Physical and emotional abuse are tragedies that occur far too often, but what happens when the harm is monetary?

Here are some ways that nursing home staff may commit financial abuse of their elderly patients.


Nursing homes are not usually equipped with high-security locks or alarms on individual rooms, as these features would make it difficult for nurses and doctors to reach residents quickly. Because of this, general theft is difficult to thwart. A purse left hanging in a closet or a wallet lying on a table can become easy targets.


Nursing homes and staff have ample opportunity to trick elderly residents into paying for services or items that they are not actually receiving.
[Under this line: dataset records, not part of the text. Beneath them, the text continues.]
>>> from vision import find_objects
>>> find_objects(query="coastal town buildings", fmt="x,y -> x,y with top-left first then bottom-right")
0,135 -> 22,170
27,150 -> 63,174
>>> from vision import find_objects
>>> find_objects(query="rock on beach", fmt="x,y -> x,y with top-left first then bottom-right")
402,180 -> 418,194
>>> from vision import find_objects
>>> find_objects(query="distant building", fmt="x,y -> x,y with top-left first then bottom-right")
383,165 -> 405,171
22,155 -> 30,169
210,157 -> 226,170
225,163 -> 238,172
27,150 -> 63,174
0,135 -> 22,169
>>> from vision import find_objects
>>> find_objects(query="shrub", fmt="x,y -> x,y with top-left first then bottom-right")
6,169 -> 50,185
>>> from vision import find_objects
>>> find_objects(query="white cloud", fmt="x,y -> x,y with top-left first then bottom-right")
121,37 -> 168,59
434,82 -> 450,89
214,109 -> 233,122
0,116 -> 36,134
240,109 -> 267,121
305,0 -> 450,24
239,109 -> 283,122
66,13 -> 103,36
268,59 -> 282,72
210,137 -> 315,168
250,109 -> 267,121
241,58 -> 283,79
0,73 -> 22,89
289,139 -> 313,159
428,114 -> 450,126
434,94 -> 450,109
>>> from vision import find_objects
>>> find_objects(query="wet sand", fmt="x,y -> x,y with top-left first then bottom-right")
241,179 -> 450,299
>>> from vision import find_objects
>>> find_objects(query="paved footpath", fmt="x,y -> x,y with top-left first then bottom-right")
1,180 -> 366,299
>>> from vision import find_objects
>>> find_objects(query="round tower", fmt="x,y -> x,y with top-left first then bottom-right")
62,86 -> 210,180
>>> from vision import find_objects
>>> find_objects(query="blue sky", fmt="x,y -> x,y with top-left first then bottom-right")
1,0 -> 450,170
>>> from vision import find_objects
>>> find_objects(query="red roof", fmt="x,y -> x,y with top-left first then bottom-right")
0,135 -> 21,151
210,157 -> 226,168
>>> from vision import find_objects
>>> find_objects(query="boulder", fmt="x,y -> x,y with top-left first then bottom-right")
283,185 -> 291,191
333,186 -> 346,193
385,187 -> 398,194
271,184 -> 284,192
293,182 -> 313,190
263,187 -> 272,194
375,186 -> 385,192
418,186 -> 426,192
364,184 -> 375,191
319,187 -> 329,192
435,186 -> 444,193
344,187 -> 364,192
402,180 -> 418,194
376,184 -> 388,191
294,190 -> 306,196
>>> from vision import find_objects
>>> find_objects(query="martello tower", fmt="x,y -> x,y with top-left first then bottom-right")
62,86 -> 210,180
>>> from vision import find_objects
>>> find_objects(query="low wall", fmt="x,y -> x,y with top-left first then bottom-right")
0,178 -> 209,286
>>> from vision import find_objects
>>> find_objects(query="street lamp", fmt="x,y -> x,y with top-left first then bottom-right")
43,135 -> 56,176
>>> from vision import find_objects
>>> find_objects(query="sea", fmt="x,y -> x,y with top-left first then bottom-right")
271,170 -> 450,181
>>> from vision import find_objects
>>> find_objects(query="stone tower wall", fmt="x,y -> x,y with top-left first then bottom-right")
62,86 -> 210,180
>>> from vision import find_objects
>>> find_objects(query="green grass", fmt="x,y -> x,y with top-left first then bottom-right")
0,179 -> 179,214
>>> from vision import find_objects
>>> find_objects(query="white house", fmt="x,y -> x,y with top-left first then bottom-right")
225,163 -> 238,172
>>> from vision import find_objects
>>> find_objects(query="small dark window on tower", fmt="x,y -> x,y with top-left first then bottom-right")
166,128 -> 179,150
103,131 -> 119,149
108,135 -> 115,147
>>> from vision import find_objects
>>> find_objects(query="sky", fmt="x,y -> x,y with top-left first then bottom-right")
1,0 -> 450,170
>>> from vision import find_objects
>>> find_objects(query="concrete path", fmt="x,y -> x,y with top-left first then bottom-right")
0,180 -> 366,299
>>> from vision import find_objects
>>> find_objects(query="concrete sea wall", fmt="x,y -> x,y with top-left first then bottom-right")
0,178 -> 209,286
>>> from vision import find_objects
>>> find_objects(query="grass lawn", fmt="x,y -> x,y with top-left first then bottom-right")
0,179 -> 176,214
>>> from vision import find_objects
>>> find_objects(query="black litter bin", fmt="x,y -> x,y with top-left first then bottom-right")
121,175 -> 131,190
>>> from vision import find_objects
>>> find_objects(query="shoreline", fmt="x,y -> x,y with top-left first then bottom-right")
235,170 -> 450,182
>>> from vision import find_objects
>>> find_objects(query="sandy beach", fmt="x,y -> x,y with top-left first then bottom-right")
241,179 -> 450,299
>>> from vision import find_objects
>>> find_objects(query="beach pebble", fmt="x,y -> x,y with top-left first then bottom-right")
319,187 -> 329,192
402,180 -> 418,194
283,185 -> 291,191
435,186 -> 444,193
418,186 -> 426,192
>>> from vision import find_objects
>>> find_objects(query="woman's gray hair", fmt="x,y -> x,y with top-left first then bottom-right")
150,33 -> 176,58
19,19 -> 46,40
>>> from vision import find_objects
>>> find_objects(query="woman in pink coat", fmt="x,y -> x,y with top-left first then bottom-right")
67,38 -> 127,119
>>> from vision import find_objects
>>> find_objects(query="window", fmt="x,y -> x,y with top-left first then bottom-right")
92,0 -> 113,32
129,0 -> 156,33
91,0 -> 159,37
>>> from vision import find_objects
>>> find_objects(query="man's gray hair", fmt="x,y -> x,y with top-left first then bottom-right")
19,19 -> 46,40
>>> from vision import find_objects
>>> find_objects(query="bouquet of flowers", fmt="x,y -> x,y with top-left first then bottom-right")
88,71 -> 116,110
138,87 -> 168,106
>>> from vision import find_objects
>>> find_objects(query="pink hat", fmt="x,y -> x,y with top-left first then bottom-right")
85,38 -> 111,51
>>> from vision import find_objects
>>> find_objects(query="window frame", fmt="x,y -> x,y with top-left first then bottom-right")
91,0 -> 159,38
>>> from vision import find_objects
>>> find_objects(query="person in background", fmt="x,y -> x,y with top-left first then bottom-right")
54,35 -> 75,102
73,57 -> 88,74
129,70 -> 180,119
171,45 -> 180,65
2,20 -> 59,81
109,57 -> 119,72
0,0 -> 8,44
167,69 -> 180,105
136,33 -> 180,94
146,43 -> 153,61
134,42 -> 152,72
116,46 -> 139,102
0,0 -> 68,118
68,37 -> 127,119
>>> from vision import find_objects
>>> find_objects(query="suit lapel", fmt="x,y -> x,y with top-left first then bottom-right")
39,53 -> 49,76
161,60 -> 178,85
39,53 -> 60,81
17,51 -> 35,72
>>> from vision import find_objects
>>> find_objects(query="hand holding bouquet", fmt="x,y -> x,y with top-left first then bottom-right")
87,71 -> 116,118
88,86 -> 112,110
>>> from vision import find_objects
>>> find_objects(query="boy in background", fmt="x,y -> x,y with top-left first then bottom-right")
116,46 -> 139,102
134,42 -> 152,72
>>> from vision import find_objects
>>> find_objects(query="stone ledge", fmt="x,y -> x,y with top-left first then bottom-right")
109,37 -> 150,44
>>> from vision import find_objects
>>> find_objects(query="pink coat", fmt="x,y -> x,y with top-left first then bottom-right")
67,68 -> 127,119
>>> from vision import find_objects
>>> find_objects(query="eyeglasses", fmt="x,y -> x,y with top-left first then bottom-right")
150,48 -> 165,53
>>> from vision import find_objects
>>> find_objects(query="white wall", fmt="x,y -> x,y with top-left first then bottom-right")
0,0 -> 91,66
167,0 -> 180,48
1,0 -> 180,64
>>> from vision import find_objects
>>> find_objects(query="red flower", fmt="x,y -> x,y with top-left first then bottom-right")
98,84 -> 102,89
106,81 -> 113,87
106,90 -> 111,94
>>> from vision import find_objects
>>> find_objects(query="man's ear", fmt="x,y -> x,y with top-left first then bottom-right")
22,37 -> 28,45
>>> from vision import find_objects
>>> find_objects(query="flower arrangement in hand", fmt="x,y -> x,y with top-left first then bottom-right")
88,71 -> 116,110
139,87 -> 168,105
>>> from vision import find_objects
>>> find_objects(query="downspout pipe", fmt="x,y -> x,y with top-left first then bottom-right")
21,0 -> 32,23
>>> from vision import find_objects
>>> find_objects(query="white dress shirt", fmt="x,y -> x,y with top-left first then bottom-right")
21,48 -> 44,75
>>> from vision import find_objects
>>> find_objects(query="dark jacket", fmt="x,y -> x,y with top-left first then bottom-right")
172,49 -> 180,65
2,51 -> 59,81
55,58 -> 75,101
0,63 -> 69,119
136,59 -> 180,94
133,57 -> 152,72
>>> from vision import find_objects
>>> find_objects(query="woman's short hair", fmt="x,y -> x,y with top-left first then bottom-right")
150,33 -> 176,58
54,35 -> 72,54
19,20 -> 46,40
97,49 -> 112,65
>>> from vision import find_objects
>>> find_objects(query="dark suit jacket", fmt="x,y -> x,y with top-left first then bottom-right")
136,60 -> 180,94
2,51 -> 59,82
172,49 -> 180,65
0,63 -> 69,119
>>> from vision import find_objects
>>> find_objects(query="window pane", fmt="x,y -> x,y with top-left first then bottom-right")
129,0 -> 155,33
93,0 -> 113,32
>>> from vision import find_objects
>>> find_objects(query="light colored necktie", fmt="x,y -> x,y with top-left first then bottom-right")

For example, facilities may charge name-brand medication prices but issue cheaper generic options or add fees for equipment and activities that were never provided. Tacking additional costs onto a resident’s bill is relatively easy for dishonest caregivers to do, especially when there are cognitive issues involved.

Undue influence

People in positions of authority sometimes take advantage of their power. This can happen in caregiver and elder relationships, especially in nursing homes when the aging individual relies completely on the nursing staff. Elderly people are often considered vulnerable, which makes them at higher risk for succumbing to the influence of others. A manipulative individual may convince a facility resident to make changes to their will or sign a power of attorney.

Keep a close watch out for any signs of elder abuse, which means monitoring financial statements, as well.